John Kelsh, partner at Sidley Austin LLP, and Kristopher Peterson, director at Navigant and adjunct professor at St. John’s University, comment, in turn, on the relevant requirements and considerations in making the decision as to whether financial and nonfinancial information needs to or should be disclosed.
From a legal perspective, what must public companies take into account when considering disclosures?
John Kelsh: With respect to financial disclosures, public companies must, of course, comply with accounting standards in the manner required by the Securities and Exchange Commission. In addition, 10-Ks and 10-Qs must include “Management’s Discussion and Analysis of Financial Condition and Results of Operations,” which is intended to permit stockholders to see the company “through the eyes of management.” This disclosure is often challenging to prepare, in part because it must incorporate forward-looking information, including information in some cases regarding known demands, commitments, events or uncertainties that are reasonably likely to have a material effect.
With respect to nonfinancial disclosures, the SEC has adopted a large number of complex regulations with which issuers must comply. These include regulations relating to matters such as executive and director compensation, corporate governance and related party transactions. As is the case with financial disclosures, the SEC has issued a large number of interpretive releases and FAQs that provide the reporting community with a sense of what the SEC staff thinks is important and how it interprets its own rules.

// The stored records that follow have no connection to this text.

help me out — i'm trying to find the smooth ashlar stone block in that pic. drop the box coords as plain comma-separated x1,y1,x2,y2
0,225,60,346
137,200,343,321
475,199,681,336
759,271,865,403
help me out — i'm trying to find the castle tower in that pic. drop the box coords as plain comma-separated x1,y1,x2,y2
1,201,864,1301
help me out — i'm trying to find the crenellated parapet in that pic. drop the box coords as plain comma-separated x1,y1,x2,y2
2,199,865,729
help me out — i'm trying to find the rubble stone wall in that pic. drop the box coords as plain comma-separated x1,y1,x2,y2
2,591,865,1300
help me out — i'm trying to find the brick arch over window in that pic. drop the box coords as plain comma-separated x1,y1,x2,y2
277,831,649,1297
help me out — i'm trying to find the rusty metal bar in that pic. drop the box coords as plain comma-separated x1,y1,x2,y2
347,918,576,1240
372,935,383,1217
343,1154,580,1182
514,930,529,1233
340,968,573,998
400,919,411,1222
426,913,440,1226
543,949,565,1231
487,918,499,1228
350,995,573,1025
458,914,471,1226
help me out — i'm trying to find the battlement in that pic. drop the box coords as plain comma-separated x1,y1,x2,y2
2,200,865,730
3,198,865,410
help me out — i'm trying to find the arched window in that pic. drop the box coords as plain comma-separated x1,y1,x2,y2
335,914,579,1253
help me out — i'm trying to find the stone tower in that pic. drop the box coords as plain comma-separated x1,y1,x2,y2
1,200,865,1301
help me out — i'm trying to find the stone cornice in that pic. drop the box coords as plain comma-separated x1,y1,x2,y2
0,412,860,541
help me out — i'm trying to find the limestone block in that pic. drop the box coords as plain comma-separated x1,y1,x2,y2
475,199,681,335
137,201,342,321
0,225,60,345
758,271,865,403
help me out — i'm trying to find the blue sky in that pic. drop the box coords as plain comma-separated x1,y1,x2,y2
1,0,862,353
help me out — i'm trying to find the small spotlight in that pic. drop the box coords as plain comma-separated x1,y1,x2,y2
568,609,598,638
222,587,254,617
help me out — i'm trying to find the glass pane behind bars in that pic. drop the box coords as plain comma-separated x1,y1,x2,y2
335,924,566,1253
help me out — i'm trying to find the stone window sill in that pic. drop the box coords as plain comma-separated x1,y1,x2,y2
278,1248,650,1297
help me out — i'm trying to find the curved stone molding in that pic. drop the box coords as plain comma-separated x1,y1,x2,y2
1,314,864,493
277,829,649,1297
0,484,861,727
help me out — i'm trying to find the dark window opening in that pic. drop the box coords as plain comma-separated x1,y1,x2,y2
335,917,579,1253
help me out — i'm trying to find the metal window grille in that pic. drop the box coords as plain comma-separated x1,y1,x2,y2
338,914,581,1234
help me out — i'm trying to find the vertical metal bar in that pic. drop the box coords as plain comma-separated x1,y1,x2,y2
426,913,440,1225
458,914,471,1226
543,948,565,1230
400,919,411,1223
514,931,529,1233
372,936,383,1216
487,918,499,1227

One question that often comes up as we advise clients in their preparation of disclosures is whether, and to what extent, they should go beyond minimum disclosure requirements. There are certainly many situations in which going beyond minimum disclosure requirements is appropriate, and just about every public company includes some disclosure that is not, as a technical matter, required. We think, however, that it is important for companies to proceed cautiously in this area, as there are a host of problems that this can create. If there are errors in the nonrequired disclosure, this can create litigation risk. Additional disclosure can also create a precedent and lead to expectations from analysts that the extra disclosure will always be provided and that other, similar forms of disclosure should be provided. Finally, and perhaps most important, to the extent that the additional disclosure relates to contingencies that are appropriately considered immaterial, including such additional disclosure can muddle rather than clarify the picture for investors regarding the company’s long-term prospects.
From an ethical perspective, what other considerations are relevant when considering disclosures?

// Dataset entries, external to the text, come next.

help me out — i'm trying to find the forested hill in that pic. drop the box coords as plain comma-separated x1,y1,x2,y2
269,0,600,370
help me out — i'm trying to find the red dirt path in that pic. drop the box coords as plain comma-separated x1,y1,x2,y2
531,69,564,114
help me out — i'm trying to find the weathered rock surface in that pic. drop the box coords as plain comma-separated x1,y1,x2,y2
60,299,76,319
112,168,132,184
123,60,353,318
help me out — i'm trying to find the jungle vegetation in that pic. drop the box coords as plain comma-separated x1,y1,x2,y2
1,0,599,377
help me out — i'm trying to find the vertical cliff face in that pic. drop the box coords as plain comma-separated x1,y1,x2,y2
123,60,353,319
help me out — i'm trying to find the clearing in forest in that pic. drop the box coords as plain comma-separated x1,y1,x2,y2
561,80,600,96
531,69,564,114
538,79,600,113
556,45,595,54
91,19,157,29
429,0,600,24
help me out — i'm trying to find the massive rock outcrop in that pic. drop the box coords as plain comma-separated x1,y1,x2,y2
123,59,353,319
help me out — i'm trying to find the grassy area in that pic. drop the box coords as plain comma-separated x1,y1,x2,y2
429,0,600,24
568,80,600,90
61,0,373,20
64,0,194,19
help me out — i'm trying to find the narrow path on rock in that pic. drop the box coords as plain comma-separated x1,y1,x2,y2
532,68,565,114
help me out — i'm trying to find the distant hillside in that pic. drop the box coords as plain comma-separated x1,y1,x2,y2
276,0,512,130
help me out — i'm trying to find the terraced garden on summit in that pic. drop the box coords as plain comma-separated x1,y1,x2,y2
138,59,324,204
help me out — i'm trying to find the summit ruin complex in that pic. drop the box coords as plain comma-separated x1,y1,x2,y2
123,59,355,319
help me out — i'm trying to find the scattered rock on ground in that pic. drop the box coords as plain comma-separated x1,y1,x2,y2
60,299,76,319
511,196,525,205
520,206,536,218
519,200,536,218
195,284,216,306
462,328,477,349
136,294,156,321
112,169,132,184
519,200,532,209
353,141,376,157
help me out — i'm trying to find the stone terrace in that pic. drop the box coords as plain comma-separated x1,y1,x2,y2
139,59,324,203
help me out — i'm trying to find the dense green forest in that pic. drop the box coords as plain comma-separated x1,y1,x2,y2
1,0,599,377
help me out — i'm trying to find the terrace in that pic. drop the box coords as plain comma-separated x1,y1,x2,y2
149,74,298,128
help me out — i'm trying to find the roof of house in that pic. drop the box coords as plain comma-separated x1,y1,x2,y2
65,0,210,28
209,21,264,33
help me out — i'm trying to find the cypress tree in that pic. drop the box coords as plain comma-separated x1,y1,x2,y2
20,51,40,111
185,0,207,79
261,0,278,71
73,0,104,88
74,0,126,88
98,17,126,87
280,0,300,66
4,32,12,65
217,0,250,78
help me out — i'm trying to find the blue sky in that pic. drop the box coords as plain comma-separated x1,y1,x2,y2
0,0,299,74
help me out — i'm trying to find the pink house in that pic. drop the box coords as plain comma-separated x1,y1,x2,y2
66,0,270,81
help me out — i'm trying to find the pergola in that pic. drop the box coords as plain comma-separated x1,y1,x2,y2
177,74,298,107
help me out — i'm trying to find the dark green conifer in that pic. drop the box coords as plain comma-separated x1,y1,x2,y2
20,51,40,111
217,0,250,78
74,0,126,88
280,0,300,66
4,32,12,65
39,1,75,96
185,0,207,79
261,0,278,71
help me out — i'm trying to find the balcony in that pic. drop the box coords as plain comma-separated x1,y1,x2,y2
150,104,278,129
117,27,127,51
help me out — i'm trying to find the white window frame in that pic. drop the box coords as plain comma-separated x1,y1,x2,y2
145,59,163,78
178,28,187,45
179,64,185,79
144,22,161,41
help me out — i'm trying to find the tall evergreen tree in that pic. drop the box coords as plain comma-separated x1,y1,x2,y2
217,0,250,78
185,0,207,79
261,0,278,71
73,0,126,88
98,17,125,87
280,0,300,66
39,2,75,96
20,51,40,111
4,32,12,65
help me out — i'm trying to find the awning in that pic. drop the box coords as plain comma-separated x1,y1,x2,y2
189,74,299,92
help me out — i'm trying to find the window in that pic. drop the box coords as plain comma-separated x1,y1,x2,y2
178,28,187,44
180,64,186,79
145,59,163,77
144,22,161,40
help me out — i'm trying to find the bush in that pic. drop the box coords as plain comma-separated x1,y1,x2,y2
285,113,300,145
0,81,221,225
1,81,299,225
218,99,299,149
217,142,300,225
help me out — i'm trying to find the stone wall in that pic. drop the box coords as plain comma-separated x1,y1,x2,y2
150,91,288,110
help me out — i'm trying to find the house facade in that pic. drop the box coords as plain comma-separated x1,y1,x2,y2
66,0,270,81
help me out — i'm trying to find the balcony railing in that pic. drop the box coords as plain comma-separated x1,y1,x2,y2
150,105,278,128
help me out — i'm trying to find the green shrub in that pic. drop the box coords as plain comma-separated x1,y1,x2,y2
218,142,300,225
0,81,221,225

Kristopher Peterson: Reporting speculative or vague information can certainly prove harmful in some circumstances, but if we consider all of the stakeholders for a given firm, disclosures would ideally address the firm’s fulfillment of all of its direct and indirect obligations to those stakeholders. Although the company may not be required to make a particular disclosure, taking steps toward increased transparency can demonstrate that firm leadership is holding itself to a higher standard. This can help build an effective ethical culture that could positively impact the long-term value of the firm.
Firms perceived as ethically sound can reduce actual and perceived business risks, and these reduced risks could lead analysts and investors to ascribe a higher valuation to the firm. Alternatively, minimal disclosures on information such as environmental, social and governance factors could result in firms being viewed with more uncertainty in relation to their peers, which could translate into lower valuations. Firms that establish an ethical reputation may also gain access to capital or financing terms that they would not otherwise enjoy, may find it easier to attract more talented employees, and may gain more clients and customers. Finally, a strong ethical culture could lower employee-monitoring costs and function as an early warning mechanism for identifying mounting risks before they become material or catastrophic. This proactive approach often proves to be far less costly than the penalties imposed by regulators or the market.